■美しいハーフタイムの風物詩
さて、今回のテーマはピッチへの散水である。しかし土ぼこりを抑えるための水まきでも芝生の養生のための水まきでもない。試合の直前やハーフタイムに、ホームチームの要望に応じて行われる散水である。最近のピッチの多くは、数十の埋め込み式のスプリンクラーがピッチ全面に均等に設置してあり、試合前、ウォーミングアップを終えた選手たちがピッチを去ると、芝生のなかからそのスプリンクラーが立ち上がり、回転しながら水をまいていくのである。
緑のピッチに十数本の真っ白な水柱が立ち上がり、円を描きながら水をまいていく様子は、なかななか美しい。ある人はそれを「噴水ショー」と呼ぶ。私は「水芸(みずげい)」と呼んでいる。

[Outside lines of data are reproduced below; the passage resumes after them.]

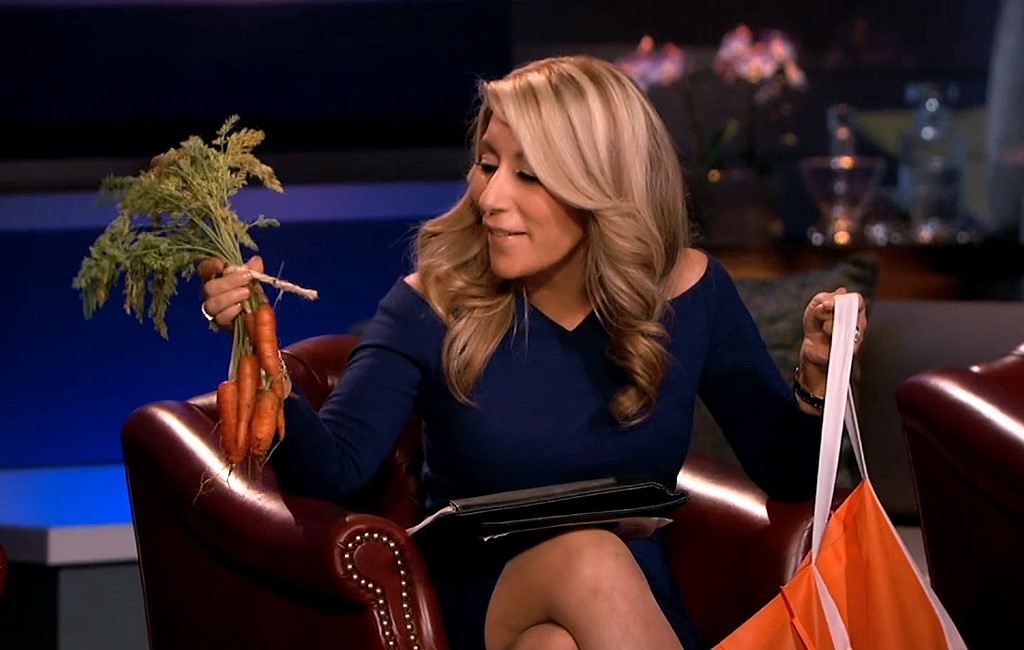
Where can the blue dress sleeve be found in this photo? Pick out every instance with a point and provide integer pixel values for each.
(775, 441)
(332, 453)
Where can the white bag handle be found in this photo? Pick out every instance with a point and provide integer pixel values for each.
(840, 407)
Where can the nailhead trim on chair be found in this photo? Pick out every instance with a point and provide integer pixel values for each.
(380, 604)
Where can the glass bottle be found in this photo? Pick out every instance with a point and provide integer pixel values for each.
(932, 157)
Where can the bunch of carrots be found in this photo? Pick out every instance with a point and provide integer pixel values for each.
(171, 217)
(251, 403)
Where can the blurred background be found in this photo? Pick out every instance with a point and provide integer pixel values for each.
(366, 106)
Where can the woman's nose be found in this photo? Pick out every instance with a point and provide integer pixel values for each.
(495, 195)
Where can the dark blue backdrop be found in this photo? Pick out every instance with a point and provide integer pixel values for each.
(69, 383)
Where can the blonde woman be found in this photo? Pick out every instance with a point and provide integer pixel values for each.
(557, 328)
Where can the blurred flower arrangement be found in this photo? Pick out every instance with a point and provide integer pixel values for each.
(766, 65)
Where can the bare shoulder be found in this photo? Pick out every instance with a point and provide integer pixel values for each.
(413, 279)
(690, 267)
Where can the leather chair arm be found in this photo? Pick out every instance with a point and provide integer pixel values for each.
(732, 546)
(311, 545)
(988, 410)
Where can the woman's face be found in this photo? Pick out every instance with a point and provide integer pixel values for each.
(530, 234)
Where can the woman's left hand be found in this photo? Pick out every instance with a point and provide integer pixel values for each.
(818, 318)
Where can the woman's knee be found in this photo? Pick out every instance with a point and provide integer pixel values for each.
(545, 637)
(589, 564)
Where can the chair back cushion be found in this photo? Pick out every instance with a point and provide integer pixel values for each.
(965, 435)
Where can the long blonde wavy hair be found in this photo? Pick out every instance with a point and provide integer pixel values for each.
(595, 141)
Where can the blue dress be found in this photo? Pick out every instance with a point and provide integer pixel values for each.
(541, 417)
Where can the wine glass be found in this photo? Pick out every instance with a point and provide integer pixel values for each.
(842, 186)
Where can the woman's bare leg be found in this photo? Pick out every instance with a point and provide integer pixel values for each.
(545, 637)
(585, 581)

「水芸」とは、江戸時代に生まれた演芸の1ジャンルで、日本髪、着物に袴と裃(かみしも)姿のお姉さんの扇子の先などから華やかに水が噴き上がるという、いわばマジックの一種である。いや、マジックというより、イリュージョンと言ったほうがふさわしいようなスケールの大きな仕掛けなのである。残念ながら私は実見したことはないが……。
それはともかく、なぜそもそも試合の直前やハーフタイムに水をまかなければならないのだろうか――。

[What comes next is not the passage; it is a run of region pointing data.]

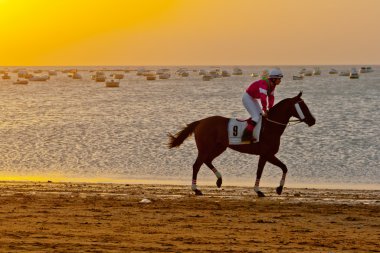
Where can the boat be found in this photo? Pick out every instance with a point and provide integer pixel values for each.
(118, 76)
(202, 72)
(21, 81)
(308, 73)
(184, 74)
(150, 77)
(52, 73)
(39, 78)
(112, 84)
(298, 77)
(225, 73)
(365, 70)
(344, 73)
(354, 74)
(6, 76)
(302, 71)
(165, 75)
(100, 78)
(77, 76)
(237, 71)
(206, 77)
(22, 74)
(316, 71)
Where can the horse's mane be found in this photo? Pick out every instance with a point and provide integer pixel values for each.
(279, 105)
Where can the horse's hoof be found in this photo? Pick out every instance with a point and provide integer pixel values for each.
(260, 194)
(279, 190)
(198, 192)
(219, 182)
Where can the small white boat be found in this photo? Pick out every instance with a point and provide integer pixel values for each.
(302, 71)
(354, 74)
(308, 73)
(165, 75)
(77, 76)
(6, 76)
(100, 79)
(118, 76)
(298, 77)
(365, 70)
(21, 82)
(225, 73)
(39, 78)
(316, 71)
(202, 72)
(112, 84)
(52, 73)
(344, 73)
(151, 77)
(237, 71)
(206, 77)
(22, 74)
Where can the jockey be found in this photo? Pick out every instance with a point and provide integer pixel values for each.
(261, 90)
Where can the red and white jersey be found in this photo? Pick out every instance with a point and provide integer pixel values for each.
(262, 90)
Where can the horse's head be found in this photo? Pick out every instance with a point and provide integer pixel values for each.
(301, 111)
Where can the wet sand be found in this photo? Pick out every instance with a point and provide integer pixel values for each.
(71, 217)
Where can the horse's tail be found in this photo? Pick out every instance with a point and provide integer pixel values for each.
(177, 139)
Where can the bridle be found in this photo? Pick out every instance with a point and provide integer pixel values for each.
(295, 121)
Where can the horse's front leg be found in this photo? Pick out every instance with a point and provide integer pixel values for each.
(259, 172)
(275, 161)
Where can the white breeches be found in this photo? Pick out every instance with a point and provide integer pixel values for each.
(253, 106)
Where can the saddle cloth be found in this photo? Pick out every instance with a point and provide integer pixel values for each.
(236, 128)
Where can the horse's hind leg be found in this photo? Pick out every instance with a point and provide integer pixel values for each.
(196, 166)
(259, 172)
(217, 174)
(215, 153)
(275, 161)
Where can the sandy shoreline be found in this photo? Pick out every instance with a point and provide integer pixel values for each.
(73, 217)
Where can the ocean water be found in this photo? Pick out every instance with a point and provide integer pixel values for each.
(79, 130)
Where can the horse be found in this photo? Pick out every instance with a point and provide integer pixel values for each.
(211, 138)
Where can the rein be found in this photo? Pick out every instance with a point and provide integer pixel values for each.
(296, 121)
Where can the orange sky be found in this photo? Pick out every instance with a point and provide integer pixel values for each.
(189, 32)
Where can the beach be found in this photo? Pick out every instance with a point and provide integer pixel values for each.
(94, 217)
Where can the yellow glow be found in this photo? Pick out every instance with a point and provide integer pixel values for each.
(172, 32)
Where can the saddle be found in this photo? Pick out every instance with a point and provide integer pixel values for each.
(236, 128)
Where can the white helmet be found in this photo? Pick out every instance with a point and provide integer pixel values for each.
(276, 73)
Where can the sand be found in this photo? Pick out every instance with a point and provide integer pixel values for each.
(68, 217)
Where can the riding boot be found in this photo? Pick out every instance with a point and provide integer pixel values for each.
(248, 131)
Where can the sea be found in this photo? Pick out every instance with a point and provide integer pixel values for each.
(79, 130)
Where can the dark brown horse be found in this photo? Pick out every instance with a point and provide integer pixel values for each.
(211, 137)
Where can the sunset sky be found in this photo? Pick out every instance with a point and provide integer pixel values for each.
(189, 32)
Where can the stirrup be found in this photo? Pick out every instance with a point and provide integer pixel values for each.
(247, 136)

私が初めてサッカースタジアムで「水芸」を見たのは、たしか2001年に日本代表がヨーロッパに遠征してスペインでスペイン代表と対戦したときだった。コルドバの小さなスタジアムでの試合だったが、その試合直前に水をまいているのに驚くと、欧州サッカーに詳しい人から「スペインでは常識になりつつある」と聞かされた。